I’m participating Blogging U.’s Writing 101 course this month, and the first assignment is to “free your mind” by writing stream-of-consciousness for 20 minutes–and then publish it. This is pretty much my worst nightmare, because as a writer, I have a terrible time banishing my inner editor. I want everything I write to be perfect the first time, and I’m totally guilty of constantly editing as I go. Ugh. Yet, I know that it’s good for me as a writer, the same way prune juice and working out on a regular basis are good for me physically. I hate those things, too–see them as horrible chores to be reasoned away at all costs. Lately, though, I have been better about the exercising, at least. I’ve started committing to working out at least 3-4 days a week. And you know what? I feel so much better on days that I work out. The days I don’t, I find that I miss it. What is happening to me? Who is this girl who likes working out? What has she done with the real me?
I guess that my newly discovered love of working out could be seen as a metaphor for this intense dislike I have of “free write” assignments like this. It’s true, I dislike them for an entirely different reason. Although, now as I think about it, maybe not such an entirely different reason. I don’t like working out because I’m not good at it. I’ve never been athletic. Not in the least. And I don’t like sweating, or breathing hard, or generally being uncomfortable. And THAT makes it really hard for me to get in shape to a point where I’m NOT dripping sweat or breathing hard, because I put off working out because it’s unpleasant.
So yeah, not so different after all, from my dislike of these free-write, stream-of-consciousness assignments. Similarity 1–they’re both good for me, and a way of training and getting–and staying–in shape. One’s mental, one’s physical, but it’s really the same. Similarity 2–even though I know I SHOULD do it on a regular basis, I DON’T, because I don’t like it. Too much work. Too uncomfortable. Too anxiety-inducing. Similarity 3–It feels like a chore. Yes, it’s true what I said earlier. I’ve started to enjoy working out more. This is my first free-write in a very long time, so I’m not enjoying it much at the moment, and I’m what–just about 10 minutes in. Half-way there! My elliptical machine beeps at me when I’m halfway there. I’m not going to lie, it’s a big motivator.

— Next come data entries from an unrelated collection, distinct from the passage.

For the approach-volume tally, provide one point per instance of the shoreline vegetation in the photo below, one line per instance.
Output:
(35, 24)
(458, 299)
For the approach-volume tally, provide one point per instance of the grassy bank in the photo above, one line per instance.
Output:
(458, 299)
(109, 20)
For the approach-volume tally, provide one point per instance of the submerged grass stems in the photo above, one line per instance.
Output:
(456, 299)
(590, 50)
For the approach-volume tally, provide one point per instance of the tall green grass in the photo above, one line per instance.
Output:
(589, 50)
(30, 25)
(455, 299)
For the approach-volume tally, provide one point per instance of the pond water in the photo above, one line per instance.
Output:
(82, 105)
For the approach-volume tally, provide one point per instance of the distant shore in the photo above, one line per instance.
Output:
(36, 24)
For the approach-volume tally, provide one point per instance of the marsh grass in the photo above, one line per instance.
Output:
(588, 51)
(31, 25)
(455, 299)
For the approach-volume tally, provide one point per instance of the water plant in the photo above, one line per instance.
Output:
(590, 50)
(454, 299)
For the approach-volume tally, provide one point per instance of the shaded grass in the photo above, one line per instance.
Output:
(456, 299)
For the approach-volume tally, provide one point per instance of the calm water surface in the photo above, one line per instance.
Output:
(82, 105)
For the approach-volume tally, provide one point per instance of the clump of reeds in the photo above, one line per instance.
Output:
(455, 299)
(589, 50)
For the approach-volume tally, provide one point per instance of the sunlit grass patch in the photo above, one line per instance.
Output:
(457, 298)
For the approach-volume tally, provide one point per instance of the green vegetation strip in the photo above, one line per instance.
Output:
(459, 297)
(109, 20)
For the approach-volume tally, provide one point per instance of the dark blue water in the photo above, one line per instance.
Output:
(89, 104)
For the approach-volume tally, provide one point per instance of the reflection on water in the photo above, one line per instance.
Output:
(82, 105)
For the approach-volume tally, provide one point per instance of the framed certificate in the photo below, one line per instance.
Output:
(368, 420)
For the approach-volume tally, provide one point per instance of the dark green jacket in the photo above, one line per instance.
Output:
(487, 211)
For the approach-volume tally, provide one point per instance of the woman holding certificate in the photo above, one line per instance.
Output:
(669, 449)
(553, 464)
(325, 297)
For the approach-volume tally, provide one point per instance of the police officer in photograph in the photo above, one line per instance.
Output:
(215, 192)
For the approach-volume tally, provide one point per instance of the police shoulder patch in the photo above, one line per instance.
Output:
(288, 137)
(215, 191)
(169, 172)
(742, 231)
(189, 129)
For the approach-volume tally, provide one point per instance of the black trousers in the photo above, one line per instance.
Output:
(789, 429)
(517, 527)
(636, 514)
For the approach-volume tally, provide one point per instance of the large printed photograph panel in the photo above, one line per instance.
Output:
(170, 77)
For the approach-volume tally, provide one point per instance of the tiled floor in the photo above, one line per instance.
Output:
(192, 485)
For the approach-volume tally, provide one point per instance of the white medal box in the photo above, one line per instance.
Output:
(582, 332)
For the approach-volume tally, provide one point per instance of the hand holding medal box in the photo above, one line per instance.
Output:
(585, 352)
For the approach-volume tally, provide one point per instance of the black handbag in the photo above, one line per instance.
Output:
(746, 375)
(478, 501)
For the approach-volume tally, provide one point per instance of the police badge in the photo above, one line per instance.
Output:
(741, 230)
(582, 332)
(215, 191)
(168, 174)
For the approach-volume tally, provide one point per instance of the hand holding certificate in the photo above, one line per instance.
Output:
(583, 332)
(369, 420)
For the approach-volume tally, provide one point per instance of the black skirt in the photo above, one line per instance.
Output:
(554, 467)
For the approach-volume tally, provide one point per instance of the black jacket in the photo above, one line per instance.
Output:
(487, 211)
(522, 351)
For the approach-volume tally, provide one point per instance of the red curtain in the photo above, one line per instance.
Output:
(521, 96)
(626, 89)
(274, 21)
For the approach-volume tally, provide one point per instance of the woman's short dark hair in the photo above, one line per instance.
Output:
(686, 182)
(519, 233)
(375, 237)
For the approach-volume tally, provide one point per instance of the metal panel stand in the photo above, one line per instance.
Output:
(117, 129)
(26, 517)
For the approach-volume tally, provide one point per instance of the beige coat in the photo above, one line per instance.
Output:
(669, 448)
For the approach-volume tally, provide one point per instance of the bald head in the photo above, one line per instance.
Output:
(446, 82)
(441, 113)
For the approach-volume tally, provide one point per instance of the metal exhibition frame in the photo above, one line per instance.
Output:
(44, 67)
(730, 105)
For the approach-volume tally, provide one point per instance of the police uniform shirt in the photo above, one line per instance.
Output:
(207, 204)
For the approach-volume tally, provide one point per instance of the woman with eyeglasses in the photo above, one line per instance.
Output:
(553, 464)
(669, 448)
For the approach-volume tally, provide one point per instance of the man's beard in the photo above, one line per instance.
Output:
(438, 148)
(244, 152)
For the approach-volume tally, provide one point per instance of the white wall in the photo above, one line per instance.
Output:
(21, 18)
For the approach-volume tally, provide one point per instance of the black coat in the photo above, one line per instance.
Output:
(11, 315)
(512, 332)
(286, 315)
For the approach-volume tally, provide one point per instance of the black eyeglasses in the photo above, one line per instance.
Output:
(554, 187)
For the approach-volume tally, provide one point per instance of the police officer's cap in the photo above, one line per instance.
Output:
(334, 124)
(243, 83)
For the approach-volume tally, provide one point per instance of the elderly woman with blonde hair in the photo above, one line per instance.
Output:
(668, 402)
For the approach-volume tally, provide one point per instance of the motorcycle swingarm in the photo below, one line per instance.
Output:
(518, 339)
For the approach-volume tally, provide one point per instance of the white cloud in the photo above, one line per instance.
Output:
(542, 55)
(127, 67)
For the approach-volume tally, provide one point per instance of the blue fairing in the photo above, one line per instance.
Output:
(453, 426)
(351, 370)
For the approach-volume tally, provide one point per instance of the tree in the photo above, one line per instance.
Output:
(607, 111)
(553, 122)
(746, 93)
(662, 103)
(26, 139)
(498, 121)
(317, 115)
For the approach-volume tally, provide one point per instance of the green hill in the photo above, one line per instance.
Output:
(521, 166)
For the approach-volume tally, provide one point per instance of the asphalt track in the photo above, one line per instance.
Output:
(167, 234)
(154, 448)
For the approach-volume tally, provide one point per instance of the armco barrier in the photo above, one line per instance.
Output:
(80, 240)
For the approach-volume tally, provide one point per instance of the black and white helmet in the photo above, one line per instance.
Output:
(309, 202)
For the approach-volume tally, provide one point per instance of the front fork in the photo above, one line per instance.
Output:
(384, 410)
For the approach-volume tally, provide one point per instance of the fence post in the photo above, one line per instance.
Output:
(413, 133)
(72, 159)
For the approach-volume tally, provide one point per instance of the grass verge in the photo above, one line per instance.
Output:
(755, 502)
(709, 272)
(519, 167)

One of the things I’ve done to get myself to enjoy working out more is watching the TV show Friends on Netflix when I work out. For right now, at least, one episode is good enough for a 25-minute work-out, and I do find that it helps me enjoy my workout time a little more. Karen and I have also been watching Friends during the evenings–those times when we just need to decompress from the day and watch something mindless. One thing we’ve noticed is that there’s this really interesting phenomenon around this particular TV show. On one hand, it’s a great time capsule of the mid-1990’s. There are a lot of jokes on the show that are just not funny anymore because times have changed. The fashions are SO mid-1990’s. We are on Season 2 right now, and Jennifer Aniston is still sporting the hairstyle she made famous (that didn’t work on my untamable wavy, poofy hair at all when I was 13, by the way) and prancing around in a pair of overalls that I definitely owned in middle school but would not be caught dead in now.
And yet, in other ways, the show is pretty timeless. The major plot arcs are still universal when I think about my own life a 20-something, which began just as the show was coming to an end. (I graduated from college the year the show went off the air, if I’ve done my math correctly.) It’s funny to see what dates the show and what is still pretty relevant.
Okay! A quick check of my timer tells me I’m just about done! Woo! As with working out, I feel a bit of pride in myself. I did it! Now, if only I could develop the self-discipline to keep it up regularly.
Well, now, isn’t that what this “Building Your Blogging Habit” course is for?